伝達係のはずが…告げられた“自分の名前” 牽制で作った肩、仰天継投に「誰も逆らえない」
白武佳久氏は原辰徳擁する東海大の10連覇阻止…翌年は春秋連続MVPに輝いた
日本体育大野球部は1980年秋の首都大学リーグを制覇した。原辰徳内野手(当時大学4年、元巨人)らを擁する東海大の10連覇を阻止しての栄冠だった。その時の日体大2年で主力投手だったのが、元広島、ロッテの白武佳久氏(広島スカウト統括部長)だ。「2年の時は調子がよかったんですよ」。さらに1981年の大学3年時には春、秋ともに優勝&MVPに輝くなど大活躍。日米大学野球の日本代表メンバーにも選出され、一気にプロ注目の右腕となった。 【動画】まさかの大暴投に頭抱えて「あっ」… カープユニの稲村亜美さんが見せた一投 打倒・東海大。当時の日体大にとって、それは大目標だった。実力と人気を兼ね備えたスター選手・原の他にも津末英明内野手(元日本ハム、巨人)、市川和正捕手(元横浜)、井辺康二投手(元ロッテ)ら、レベルの高い選手が揃っており、高い壁でもあった。東海大は1976年春から9季連続優勝。その間、日体大は3位だった1977年春以外は、すべて2位だった。それをついにブチ破ったのが1980年秋だ。 「あの時は(東海大の)井辺さんが調子を落として、いなかったんですよ。それを知って、みんなが『これは勝てるぞ、優勝できるぞ』ってなったんです。一致団結してね。とにかくウチは井辺さんをそれまで全く打てませんでしたから。超剛速球でしたからね。井辺さんは次の年もよくなかった。それがウチにとっては大きかったと思いますよ」と白武氏は“解説”したが、自身も強打の東海大打線に敢然と立ち向かった。 「あの年(1980年秋)は原さんも抑えたと思う。

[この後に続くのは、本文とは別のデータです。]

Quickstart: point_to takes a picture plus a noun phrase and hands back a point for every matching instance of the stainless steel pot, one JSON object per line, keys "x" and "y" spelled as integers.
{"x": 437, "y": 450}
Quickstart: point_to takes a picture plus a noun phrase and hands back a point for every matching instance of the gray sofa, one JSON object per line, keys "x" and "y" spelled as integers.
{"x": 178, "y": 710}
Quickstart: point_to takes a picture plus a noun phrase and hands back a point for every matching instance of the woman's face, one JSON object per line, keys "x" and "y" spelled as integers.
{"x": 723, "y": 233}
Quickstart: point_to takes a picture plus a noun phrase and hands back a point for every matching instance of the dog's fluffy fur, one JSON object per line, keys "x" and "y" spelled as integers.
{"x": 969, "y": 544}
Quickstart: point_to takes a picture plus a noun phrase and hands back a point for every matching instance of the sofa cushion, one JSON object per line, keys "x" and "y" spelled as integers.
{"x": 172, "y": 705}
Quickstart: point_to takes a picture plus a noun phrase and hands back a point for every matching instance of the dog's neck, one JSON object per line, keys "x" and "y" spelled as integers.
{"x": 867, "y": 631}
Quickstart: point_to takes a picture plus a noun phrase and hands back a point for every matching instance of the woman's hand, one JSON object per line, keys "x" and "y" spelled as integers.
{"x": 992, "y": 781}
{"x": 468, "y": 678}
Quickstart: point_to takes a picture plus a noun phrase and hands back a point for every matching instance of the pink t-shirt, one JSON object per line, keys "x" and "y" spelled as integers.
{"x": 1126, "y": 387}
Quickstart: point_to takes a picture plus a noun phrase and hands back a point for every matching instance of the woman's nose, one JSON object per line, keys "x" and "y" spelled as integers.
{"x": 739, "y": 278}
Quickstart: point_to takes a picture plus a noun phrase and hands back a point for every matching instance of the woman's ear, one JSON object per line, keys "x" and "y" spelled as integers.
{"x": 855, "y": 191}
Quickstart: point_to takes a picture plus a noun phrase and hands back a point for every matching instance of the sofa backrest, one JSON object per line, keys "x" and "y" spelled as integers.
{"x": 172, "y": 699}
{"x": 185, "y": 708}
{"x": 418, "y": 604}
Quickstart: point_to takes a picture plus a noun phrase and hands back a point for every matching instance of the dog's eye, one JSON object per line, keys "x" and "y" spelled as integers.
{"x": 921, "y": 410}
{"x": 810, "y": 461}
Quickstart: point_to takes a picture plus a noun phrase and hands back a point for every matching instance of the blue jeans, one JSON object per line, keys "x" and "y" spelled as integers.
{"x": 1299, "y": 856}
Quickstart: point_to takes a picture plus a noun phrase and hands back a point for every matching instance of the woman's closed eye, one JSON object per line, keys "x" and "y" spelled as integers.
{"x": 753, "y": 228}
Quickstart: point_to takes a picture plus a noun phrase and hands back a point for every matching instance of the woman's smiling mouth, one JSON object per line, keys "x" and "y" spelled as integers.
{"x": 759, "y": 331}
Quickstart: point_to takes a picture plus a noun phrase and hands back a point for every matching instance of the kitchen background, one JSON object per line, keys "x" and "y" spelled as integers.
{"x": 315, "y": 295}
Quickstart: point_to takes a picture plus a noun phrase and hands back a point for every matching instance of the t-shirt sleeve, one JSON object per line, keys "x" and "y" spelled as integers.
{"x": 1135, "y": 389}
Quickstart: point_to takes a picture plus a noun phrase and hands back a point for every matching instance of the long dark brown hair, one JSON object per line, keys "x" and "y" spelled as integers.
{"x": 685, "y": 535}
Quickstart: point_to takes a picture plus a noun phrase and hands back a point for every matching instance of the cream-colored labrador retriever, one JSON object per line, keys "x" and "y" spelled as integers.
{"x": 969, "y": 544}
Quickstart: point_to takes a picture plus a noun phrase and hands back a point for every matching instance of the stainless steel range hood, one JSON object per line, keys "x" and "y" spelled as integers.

僕は開いて投げていたから、ぶつけられるんじゃないかと思っていたんじゃないですかね。何か原さんも嫌がっていましたから」。白武氏はそう振り返ったが、得意のシュートに、縦と横の2種類のスライダーを駆使した投球はプロの目にも留まりはじめた。1980年の日体大は明治神宮大会も優勝を成し遂げ、それにも貢献した。 躍進はさらに続く。“原世代”が卒業後の1981年、大学3年の白武氏はエースとして日体大を首都大学リーグ春秋優勝に導き、いずれもMVP、最優秀投手、ベストナインに輝いた。「何がよくなったかといえば私生活ですかね、3年生になったら、上からも下からも何もなくなりましたから」。上下関係が激しい時代だっただけに、そこからの解放が好成績にもつながったそうだ。